Mourning for the Dead Condemned for Terrorism: The Case of Belgian Families with Relatives Who Left for Syria

Wednesday, 9 July 2025: 09:15
Location: ASJE018 (Annex of the Faculty of Legal, Economic, and Social Sciences)
Oral Presentation
Nadia FADIL, KU Leuven, Belgium
Montassir SAKHI, KU Leuven, Belgium
What does mourning mean in the context of families stigmatised by the counter-terrorism discourse that has affected Muslim communities in the West since the 9/11 attacks? Focusing on the case of Belgium and the families who lost members who went to fight in Syria in the wake of the Arab Spring in 2011, we aim to interrogate the experience of mourning when the death of a family member is overshadowed by the taboos of terrorism, jihad and war rooted in an Islamic framework. This presentation will explore the worlds of families confronted with the absence of the body and the lack of precise information about the circumstances of the death.

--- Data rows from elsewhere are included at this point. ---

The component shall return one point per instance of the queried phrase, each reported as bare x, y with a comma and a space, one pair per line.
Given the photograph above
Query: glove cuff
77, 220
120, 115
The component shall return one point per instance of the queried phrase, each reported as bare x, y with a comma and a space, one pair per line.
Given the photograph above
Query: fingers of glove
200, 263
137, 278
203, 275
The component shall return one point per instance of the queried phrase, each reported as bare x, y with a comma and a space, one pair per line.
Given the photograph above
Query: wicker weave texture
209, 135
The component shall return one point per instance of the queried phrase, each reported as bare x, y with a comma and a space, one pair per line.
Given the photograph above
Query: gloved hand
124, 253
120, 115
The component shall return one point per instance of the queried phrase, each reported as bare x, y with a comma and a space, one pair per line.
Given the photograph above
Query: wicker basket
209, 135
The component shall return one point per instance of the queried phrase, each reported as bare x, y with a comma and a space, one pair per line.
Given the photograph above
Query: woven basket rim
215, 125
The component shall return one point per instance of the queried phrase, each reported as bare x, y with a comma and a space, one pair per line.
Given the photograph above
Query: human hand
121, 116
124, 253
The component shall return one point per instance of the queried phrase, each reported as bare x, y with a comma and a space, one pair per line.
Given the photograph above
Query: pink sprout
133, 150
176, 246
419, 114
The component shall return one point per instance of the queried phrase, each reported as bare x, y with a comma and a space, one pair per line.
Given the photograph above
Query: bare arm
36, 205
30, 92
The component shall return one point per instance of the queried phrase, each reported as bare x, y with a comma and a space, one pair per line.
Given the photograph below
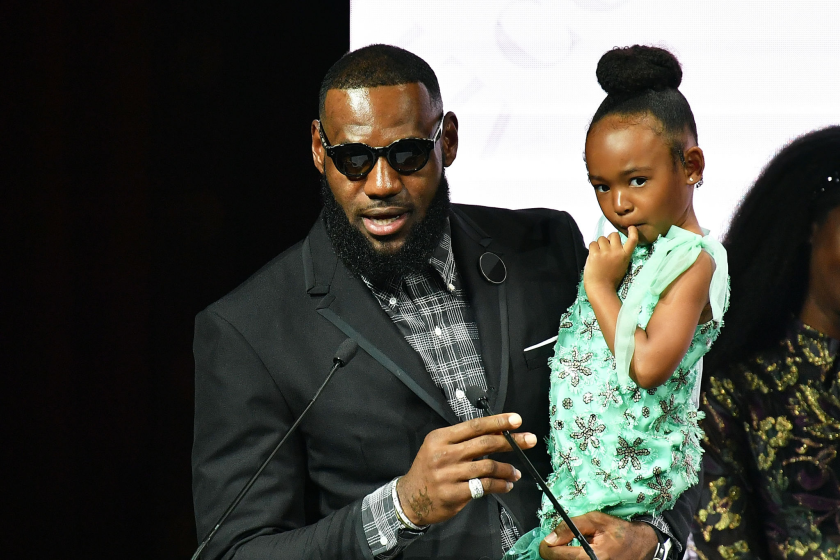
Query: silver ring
476, 488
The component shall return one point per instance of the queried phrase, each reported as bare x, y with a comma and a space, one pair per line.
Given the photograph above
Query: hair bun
627, 70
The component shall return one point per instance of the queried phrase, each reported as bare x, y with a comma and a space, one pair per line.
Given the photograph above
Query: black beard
358, 253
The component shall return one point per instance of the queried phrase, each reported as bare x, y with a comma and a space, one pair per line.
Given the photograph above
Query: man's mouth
385, 223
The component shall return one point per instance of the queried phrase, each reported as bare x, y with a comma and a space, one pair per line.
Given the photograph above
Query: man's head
377, 96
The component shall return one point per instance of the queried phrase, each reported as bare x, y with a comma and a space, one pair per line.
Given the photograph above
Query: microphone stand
482, 403
344, 354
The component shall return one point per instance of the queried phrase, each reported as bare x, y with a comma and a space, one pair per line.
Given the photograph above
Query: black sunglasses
355, 160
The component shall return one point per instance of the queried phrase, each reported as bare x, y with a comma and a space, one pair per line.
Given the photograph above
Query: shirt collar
441, 263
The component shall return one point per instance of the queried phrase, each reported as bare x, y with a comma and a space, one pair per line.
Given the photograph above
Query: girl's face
636, 180
822, 302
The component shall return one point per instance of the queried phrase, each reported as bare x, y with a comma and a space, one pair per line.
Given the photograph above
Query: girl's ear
695, 163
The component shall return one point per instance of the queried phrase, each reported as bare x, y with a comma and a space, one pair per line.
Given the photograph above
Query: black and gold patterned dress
771, 470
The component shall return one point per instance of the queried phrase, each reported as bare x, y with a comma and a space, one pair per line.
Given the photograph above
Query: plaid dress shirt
431, 311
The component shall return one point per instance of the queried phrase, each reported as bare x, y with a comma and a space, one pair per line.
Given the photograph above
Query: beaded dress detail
616, 447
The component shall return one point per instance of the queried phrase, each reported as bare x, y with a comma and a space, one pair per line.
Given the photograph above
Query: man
393, 460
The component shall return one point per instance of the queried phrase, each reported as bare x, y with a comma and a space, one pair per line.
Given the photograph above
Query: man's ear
695, 163
449, 138
318, 152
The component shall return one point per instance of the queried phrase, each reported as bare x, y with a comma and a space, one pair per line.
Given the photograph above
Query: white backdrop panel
520, 75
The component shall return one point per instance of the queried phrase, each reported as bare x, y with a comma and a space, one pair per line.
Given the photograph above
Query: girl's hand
608, 260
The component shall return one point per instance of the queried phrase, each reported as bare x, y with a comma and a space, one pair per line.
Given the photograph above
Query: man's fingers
490, 469
495, 443
632, 239
587, 524
481, 426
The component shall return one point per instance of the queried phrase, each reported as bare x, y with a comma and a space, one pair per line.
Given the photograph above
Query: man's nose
622, 203
382, 181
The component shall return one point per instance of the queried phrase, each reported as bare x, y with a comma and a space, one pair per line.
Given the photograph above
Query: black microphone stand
343, 355
479, 399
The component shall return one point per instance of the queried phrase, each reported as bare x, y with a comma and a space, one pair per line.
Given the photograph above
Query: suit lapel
349, 305
488, 302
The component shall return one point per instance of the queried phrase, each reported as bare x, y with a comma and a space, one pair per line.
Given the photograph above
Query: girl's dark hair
644, 80
768, 244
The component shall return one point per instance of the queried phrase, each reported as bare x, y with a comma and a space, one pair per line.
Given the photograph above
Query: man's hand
608, 260
436, 487
611, 538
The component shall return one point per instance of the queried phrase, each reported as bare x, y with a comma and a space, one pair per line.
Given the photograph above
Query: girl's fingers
632, 239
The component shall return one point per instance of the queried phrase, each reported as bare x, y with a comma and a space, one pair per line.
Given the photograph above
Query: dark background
154, 155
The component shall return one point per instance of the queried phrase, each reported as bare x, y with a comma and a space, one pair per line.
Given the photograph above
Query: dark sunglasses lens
353, 160
408, 155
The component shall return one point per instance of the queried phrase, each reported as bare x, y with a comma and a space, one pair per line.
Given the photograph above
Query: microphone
345, 352
478, 398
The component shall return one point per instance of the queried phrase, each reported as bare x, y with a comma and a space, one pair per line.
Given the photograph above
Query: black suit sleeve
240, 416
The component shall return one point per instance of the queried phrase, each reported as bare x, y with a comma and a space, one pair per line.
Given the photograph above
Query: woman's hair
641, 80
768, 244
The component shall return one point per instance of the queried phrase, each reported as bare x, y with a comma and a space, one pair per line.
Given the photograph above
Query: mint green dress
615, 447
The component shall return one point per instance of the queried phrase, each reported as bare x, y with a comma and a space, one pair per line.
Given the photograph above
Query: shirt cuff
386, 535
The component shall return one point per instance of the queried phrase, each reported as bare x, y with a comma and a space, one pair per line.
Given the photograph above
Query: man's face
384, 205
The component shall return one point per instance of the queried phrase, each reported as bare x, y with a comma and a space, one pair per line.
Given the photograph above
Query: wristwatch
665, 549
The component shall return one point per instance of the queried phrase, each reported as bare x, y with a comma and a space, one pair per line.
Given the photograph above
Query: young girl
627, 363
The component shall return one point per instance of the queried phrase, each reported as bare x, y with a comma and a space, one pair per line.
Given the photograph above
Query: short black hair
644, 80
768, 245
379, 65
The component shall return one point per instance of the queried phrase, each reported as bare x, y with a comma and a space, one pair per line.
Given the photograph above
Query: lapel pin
492, 268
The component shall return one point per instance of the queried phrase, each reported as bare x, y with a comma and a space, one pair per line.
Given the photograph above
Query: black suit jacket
262, 351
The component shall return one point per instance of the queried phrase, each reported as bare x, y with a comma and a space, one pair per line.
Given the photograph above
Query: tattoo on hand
421, 504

It will highlight the strategies used by these families to preserve the memory of their children despite the widespread official discourse that associates Europeans who have died in Syria with categories of terrorism, monstrosity, disloyalty to the nation and hatred of Western values. Among these strategies, we will describe forms of solidarity and mobilisation, the use of legal counter-discourses, holding the state accountable, but also silence, reversal of stigma, and sometimes the need for forgetting. Drawing on ongoing ethnographic research with Belgian families who have lost their children, we seek to understand how an existence disrupted by a major political event - the departure of young Belgian Muslims to Syria and the government's counter-terrorism response - manifests itself in the reality of affected families and communities. We will also interrogate Belgian policy on the (non-)management of these tragic deaths: non-repatriation until death, lack of administrative recognition, failure to repatriate bodies, and the nature of communication with grieving families. Finally, our presentation will explore the problem faced by families whose children have disappeared in Syria and have been tried in absentia, without any confirmation of their death.